Diversity is meant to be embraced so that we can all be unified by the fact that we are different but yet the same. This has now been corrupted into thinking diversity is seclusion of the most deserving in the world from those who deserve death. At the end of it all we all suffer the same catastrophe; six feet under. Everyone’s mindset seem to take a reverse sail of there are those that are more equal than others. Hence losing vision that we are all joined by love and coerced to live in the same universe. We live together and we will die together.
Being Muslim has now been associated with violence, unrest, fear and war. The veil no longer stands for decency, it serves as an instigator of violence. Unworthy and despised. Anyone with curly hair and a light skin tone is now considered a threat, a menace waiting to happen, a dormant mountain erupting, it’s no longer as pure.

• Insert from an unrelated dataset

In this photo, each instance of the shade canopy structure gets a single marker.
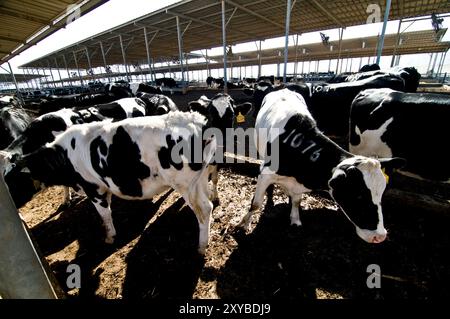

Because of other people’s wrong choices and their strife to rebel. The entire religion suffers. Everyone undergoes scrutiny. No one is spared and no one will be allowed to be free. Doomed to suffer the confines of a sacred religion, of the subscription to follow and obey Allah. Scrutinized for choices is one thing but being discriminated and intimidated due to spirituality is inhumane. Don’t persecute because you don’t read from the same scripture, persecute yourself for not adhering to your own.
We as comrades need to move beyond backward and unsubstantial thinking, ape-like comments must stop. We need to create a form of healing for our fellow students and use this as a momentum for larger and more important structural issues. This is a starting point for unity. Be the flag bearer. Be the inspiration to the rest of the population that indeed Muslim, Christians, Pagans and all other denominations can live peacefully. You must be the first.
With that said, I welcome all students from the Moi University branch; Garissa Campus, here you will find a home.